A Python fairness library published on arXiv in March 2025: EquiPy, from Agathe Fernandes Machado, Suzie Grondin, Philipp Ratz, Arthur Charpentier, and François Hu. Charpentier is at UQAM and is one of the most credible actuarial academics working on fairness — his group has published several papers on Wasserstein-based discrimination correction in insurance contexts, and the theoretical foundations here are strong.

EquiPy and insurance-fairness both touch on pricing fairness. The comparison is worth making precisely, because the tools address fundamentally different stages of the compliance problem. Running EquiPy in place of insurance-fairness — or vice versa — will leave a UK insurer with the wrong deliverable for their situation.

pip install equipy
uv add insurance-fairness

What EquiPy does

EquiPy is a post-processing fairness correction tool. You train your model without any fairness constraint. You then run EquiPy on the model’s predictions to adjust them towards demographic parity. The correction is optimal in the Wasserstein-2 sense — it moves predicted values towards the Wasserstein barycenter of the group-conditional distributions, minimising the total “transportation cost” of the correction.

The single-attribute correction (FairWasserstein) implements the Chzhen et al. (2020) result. The multi-attribute extension (MultiWasserstein) handles sequential correction across several sensitive features simultaneously — the key theoretical contribution is that the sequential application order does not affect the result.

from equipy.fairness import MultiWasserstein

calibrator = MultiWasserstein(sigma=0.0001)
calibrator.fit(predictions_calib, sensitive_features_calib)

# sensitive_features is a DataFrame with columns for each sensitive attribute
fair_predictions = calibrator.transform(predictions, sensitive_features)

The epsilon parameter allows approximate demographic parity — you can ask for corrections that bring unfairness below a threshold rather than eliminating it entirely:

# Tolerate residual unfairness of 0.1 on gender, 0.2 on ethnicity proxy
fair_predictions = calibrator.transform(
    predictions, sensitive_features, epsilon=[0.1, 0.2]
)

The library also provides an unfairness() metric and visualisation utilities for inspecting the pre- and post-correction distributions.

It is model-agnostic. You pass in predictions as a numpy array or Series. It does not care what generated them.


What insurance-fairness does

insurance-fairness is a pre-deployment audit tool. It does not modify model predictions. It asks whether a model discriminates, how that discrimination operates, and what evidence you can present to a pricing committee and the FCA.

The central output is a proxy vulnerability assessment: which of your rating factors are statistically correlated with protected characteristics, and how much of that correlation transmits into pricing variation?

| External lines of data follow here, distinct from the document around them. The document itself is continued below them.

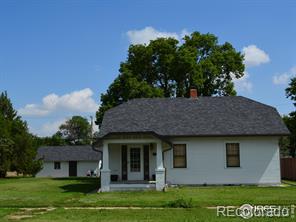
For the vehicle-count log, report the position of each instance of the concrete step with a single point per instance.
(131, 187)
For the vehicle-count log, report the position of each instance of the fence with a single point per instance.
(288, 168)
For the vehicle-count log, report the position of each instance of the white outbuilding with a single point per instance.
(68, 161)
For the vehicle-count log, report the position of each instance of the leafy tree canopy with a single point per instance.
(75, 131)
(290, 121)
(17, 151)
(167, 68)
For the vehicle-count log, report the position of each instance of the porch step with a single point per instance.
(131, 187)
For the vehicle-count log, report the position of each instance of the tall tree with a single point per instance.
(16, 149)
(290, 120)
(76, 130)
(167, 68)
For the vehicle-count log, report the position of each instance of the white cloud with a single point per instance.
(243, 84)
(284, 78)
(77, 101)
(143, 36)
(255, 56)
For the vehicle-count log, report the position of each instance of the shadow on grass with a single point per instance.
(80, 184)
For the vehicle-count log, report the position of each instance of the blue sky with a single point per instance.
(57, 57)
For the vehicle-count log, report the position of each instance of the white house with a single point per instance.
(151, 143)
(68, 161)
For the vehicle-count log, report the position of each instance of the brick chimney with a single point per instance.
(193, 93)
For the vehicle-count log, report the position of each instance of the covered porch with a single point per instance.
(132, 163)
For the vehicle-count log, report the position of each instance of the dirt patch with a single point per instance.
(29, 213)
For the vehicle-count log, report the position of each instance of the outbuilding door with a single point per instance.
(72, 168)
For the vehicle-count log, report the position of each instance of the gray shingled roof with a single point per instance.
(205, 116)
(68, 153)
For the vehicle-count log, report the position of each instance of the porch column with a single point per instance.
(105, 171)
(160, 170)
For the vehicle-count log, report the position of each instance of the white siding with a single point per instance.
(49, 171)
(82, 168)
(206, 162)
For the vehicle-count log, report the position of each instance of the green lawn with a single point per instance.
(77, 192)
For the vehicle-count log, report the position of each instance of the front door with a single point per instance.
(72, 168)
(135, 163)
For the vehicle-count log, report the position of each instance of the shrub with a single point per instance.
(180, 203)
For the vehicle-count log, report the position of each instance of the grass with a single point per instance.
(76, 192)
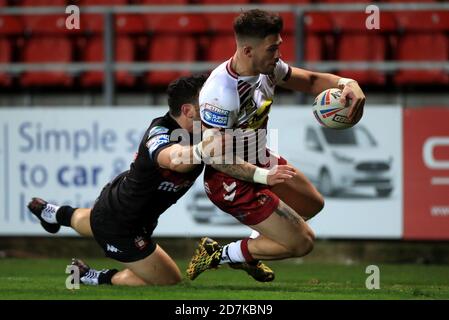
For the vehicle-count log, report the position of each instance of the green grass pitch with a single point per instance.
(45, 279)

from insurance_fairness import FairnessAudit

audit = FairnessAudit(
    model=model,
    data=df,
    protected_cols=["gender"],
    prediction_col="predicted_rate",
    outcome_col="claim_amount",
    exposure_col="exposure",
    factor_cols=["postcode_district", "vehicle_age", "ncd_years", "vehicle_group"],
    model_name="Motor Model Q4 2024",
    run_proxy_detection=True,
)

report = audit.run()
report.to_markdown("audit_q4_2024.md")   # FCA-ready Markdown with regulatory mapping

This produces a structured report with RAG statuses, proxy R-squared per factor, mutual information scores, counterfactual premium impacts, and an explicit mapping to FCA EP25/2 and Consumer Duty Outcome 4. It is designed to sit in a pricing committee pack and survive FCA file review.

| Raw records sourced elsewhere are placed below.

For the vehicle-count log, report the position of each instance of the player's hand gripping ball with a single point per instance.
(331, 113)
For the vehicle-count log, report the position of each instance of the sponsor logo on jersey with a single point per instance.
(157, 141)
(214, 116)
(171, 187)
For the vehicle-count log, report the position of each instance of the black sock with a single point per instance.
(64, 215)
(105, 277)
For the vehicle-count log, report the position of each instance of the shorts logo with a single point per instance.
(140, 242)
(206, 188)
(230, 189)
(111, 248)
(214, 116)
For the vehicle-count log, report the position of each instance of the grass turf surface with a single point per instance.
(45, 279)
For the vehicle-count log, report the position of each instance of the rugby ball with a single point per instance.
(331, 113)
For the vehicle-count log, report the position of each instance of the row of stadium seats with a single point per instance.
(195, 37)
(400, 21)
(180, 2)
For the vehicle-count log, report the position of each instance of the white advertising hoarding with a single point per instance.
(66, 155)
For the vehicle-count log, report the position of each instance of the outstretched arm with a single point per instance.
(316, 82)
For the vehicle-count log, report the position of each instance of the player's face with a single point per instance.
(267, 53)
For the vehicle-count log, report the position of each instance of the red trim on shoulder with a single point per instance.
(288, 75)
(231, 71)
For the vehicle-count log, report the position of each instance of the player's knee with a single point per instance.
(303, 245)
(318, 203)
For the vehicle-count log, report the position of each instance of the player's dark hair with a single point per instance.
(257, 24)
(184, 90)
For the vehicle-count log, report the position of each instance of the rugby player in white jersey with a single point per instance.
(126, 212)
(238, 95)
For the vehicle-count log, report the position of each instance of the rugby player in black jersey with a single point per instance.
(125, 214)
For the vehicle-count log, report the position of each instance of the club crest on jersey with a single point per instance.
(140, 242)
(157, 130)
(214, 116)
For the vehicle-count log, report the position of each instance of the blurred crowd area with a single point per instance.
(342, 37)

The detection/correction distinction

This is the core reason the tools are not substitutes.

insurance-fairness answers: does my model discriminate, and through which mechanism? It is an investigative tool. If it finds that your postcode factor has a proxy R-squared of 0.22 against ethnicity and is generating a 9% premium differential attributable to proxy effects, you now have a documented finding that requires a documented response.

EquiPy answers: given a model with unfair outputs, how do I produce fairer outputs? It is a correction tool. It tells you nothing about why the unfairness is happening or which inputs are responsible.

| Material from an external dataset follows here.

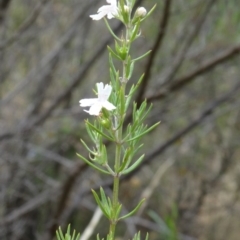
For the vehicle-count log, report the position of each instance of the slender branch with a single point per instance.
(156, 47)
(177, 84)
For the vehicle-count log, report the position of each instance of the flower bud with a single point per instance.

A UK insurer working under FCA Consumer Duty should run detection first, for two reasons. First, the FCA’s EP25/2 framework explicitly asks firms to measure and understand proxy effects — not just remove them. A firm that applies EquiPy corrections without a detection audit cannot explain to the FCA what they found and why they intervened. Second, detection may reveal that no material proxy effect exists, in which case applying post-processing corrections is unnecessary and will likely worsen calibration without regulatory benefit.

The correct workflow is: audit with insurance-fairness, characterise the proxy effects, decide whether intervention is warranted, then consider correction. EquiPy is a reasonable tool for the correction step.


The demographic parity question

This is the harder technical tension, and it is worth being direct about it.

EquiPy enforces demographic parity: the corrected predictions have the same distribution across protected groups. This is the standard academic fairness criterion and it is, as the authors note, the only criterion applicable to both classifiers and regression models.

Demographic parity is probably too aggressive for insurance pricing, and the FCA does not require it.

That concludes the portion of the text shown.